Although the present study has shown that heat shock protein expression was associated with infarct reduction, the cause-and-effect relationship will be determined in our future study by selectively blocking Hsp expression and showing that the effect of infarct volume is also blocked. In order to maintain our focus on the neuroprotective effects of forced exercise versus voluntary exercise, Hsp 27 and Hsp 70 expressions were measured in both exercise groups, but not in the restraint and electric shock groups. The stress models were designed to eliminate the stress component from the treadmill exercise group. The electric shock group was specifically designed to eliminate the stress variable in the treadmill group and the restraint group was designed as a stress control. In addition, as previous studies [4, 14, 15] suggested, exercise-induced neuroprotection may involve multiple pathways; the key role of Hsp expression as well as its interactions with other molecular pathway will be further investigated in our future study.

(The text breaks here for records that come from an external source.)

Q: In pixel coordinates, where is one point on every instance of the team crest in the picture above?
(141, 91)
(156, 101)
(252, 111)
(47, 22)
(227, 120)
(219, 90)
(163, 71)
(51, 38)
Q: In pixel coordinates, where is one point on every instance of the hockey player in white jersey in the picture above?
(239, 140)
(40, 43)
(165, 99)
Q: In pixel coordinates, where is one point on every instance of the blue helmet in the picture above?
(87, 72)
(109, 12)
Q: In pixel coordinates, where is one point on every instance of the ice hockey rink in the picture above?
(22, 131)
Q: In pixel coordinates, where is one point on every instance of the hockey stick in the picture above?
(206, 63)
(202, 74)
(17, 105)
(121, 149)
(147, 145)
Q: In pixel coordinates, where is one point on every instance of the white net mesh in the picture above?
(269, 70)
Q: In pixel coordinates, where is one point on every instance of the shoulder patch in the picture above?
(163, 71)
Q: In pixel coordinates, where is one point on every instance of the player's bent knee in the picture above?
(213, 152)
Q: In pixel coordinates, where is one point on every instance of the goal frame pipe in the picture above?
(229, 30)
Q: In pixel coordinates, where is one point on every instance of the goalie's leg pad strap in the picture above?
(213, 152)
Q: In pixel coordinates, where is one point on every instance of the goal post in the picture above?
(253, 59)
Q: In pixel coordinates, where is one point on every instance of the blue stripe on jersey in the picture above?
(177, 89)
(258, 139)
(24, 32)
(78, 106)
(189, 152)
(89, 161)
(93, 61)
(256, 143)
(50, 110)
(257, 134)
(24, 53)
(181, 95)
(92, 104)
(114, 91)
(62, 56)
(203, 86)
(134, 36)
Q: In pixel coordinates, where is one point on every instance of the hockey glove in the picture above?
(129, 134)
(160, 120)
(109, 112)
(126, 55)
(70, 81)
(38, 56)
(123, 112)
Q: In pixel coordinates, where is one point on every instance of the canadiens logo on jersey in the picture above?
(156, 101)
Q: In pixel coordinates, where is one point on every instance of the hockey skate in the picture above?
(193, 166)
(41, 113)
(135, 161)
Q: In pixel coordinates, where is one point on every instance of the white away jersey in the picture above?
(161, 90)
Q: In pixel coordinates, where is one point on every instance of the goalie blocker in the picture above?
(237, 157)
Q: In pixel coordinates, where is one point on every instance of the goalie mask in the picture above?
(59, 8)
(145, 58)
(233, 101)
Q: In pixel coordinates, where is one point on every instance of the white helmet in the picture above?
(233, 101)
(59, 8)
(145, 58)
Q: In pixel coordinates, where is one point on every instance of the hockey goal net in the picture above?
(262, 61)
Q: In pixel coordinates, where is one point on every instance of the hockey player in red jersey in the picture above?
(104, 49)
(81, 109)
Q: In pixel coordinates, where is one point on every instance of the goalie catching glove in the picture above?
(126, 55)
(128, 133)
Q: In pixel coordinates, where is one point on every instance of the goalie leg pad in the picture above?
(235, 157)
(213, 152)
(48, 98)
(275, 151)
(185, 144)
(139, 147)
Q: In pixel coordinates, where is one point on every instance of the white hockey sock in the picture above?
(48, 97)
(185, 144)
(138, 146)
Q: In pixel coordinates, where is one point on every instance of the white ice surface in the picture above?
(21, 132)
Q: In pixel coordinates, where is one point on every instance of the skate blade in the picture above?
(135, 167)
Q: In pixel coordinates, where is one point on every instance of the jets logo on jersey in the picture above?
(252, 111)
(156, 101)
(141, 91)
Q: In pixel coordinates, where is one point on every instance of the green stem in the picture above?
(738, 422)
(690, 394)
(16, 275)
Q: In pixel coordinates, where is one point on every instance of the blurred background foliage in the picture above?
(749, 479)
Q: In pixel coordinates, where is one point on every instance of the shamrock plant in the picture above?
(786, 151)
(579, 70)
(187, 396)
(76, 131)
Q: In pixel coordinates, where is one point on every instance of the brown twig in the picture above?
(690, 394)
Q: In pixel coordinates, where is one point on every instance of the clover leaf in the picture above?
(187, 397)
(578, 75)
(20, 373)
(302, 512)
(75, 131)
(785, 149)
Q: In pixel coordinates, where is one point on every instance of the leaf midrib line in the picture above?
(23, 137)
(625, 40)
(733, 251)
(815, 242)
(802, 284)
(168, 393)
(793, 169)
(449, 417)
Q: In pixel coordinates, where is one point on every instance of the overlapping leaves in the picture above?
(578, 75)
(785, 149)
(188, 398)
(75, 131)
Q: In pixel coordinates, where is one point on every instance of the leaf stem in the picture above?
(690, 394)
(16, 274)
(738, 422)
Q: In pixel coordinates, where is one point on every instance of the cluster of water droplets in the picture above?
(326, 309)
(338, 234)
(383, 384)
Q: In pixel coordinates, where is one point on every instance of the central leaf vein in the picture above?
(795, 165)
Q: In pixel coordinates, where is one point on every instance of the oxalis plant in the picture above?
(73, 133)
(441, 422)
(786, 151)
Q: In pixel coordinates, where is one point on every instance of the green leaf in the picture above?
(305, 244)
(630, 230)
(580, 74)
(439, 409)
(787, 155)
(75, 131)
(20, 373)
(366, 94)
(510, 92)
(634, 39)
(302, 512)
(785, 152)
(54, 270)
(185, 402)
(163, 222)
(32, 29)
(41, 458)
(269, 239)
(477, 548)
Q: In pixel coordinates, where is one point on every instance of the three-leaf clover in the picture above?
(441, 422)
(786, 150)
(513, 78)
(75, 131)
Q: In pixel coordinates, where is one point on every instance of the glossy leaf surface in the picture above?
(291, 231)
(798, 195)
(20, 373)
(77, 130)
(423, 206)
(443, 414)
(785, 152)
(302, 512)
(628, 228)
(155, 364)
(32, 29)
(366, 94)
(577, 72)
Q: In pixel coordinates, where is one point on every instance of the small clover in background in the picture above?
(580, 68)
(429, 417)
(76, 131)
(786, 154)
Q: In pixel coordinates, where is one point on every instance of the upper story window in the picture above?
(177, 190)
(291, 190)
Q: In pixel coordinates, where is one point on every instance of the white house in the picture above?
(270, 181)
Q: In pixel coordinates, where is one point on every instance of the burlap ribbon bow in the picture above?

Taken together, the results in the present study suggest that exercise with a stressful component, rather than either voluntary exercise or stress alone, is better able to induce neuroprotection and reduce brain infarct volume after stroke. Although, further studies are needed to confirm protein expression and functional sites, our study suggests that this exercise-induced neuroprotection is attributable to up-regulation of stress-induced heat shock proteins 27 and 70.